Derive the lens formula using refraction at two spherical surfaces.

Use the formula for refraction at a single spherical surface twice: first surface (light enters) and second surface (light exits). Add the two equations and the intermediate image cancels, giving $\dfrac{1}{v} - \dfrac{1}{u} = (n - 1)\left(\dfrac{1}{R_1} - \dfrac{1}{R_2}\right)$ .

PYQ 3 — CBSE 2022, 5 Marks

A compound microscope has objective focal length 1 cm and eyepiece focal length 5 cm, with tube length 25 cm. Find total magnification when image forms at near point (D = 25 cm).

$M_{\text{microscope}} = M_o \times M_e = \dfrac{L}{f_o}\left(1 + \dfrac{D}{f_e}\right) = \dfrac{25}{1}\left(1 + \dfrac{25}{5}\right) = 25 \times 6 = 150$ .

Difficulty Distribution

Difficulty	% of Marks	Sub-topics
Easy	30%	Mirror/lens single substitution, Snell’s law
Medium	50%	Lens-mirror combinations, magnification, lensmaker’s
Hard	20%	Optical instruments (microscope, telescope), TIR + prism

Expert Strategy

Week 1 — Sign convention and single-element problems. This is where most marks are won or lost. Practice 30+ problems of single mirror/lens until sign convention is automatic.

Week 2 — Combinations. Two-lens, lens + mirror, and immersed lens problems. Use $1/f_{\text{total}} = 1/f_1 + 1/f_2$ for thin lenses in contact.

Week 3 — Optical instruments. Memorise the four formulas (compound microscope and telescope, both at near point and infinity). They directly appear as 5-mark questions.

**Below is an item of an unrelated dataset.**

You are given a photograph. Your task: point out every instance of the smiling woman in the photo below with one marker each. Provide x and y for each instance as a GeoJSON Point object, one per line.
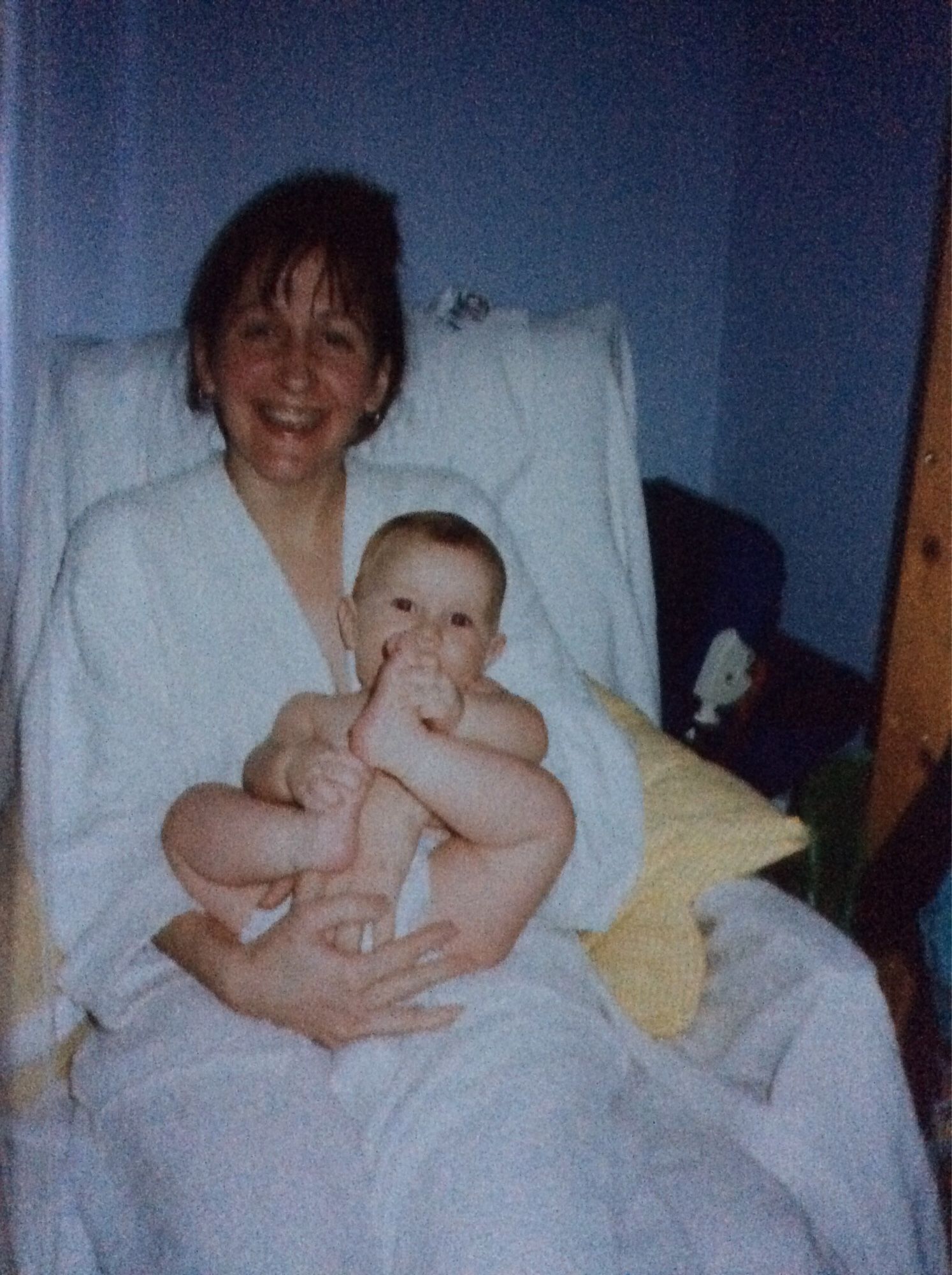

Sign convention masterstroke: Adopt the rule “object distance is always negative (real object)” and “image distance positive if real, negative if virtual” for both mirrors and lenses. One rule for both — no more confusion.

Common Traps

Trap 1: Confusing mirror formula sign convention with lens.

Mirror: $\dfrac{1}{v} + \dfrac{1}{u} = \dfrac{1}{f}$ (plus sign). Lens: $\dfrac{1}{v} - \dfrac{1}{u} = \dfrac{1}{f}$ (minus sign). They look similar — write them out fully every time.

Trap 2: Forgetting that $R_1$ and $R_2$ have signs in lensmaker’s equation.

For a biconvex lens, $R_1 > 0$ and $R_2 < 0$ . Plugging both as positive gives the wrong focal length.

Trap 3: Using normal adjustment formula when image is at near point.

Microscope $M = (L/f_o)(D/f_e)$ for image at infinity (normal adjustment); but $(L/f_o)(1 + D/f_e)$ for image at near point. Read the question carefully.

Trap 4: Ignoring the medium when computing critical angle.

$\sin\theta_c = n_2/n_1$ for light going from denser to rarer ( $n_1 > n_2$ ). The “1/n” form assumes the rarer medium is air ( $n_2 = 1$ ).

Trap 5: Wrong magnification sign.

For mirrors: $m = -v/u$ . For lenses: $m = v/u$ . The sign tells you upright (positive) vs inverted (negative). Don’t lose 1 mark on a sign.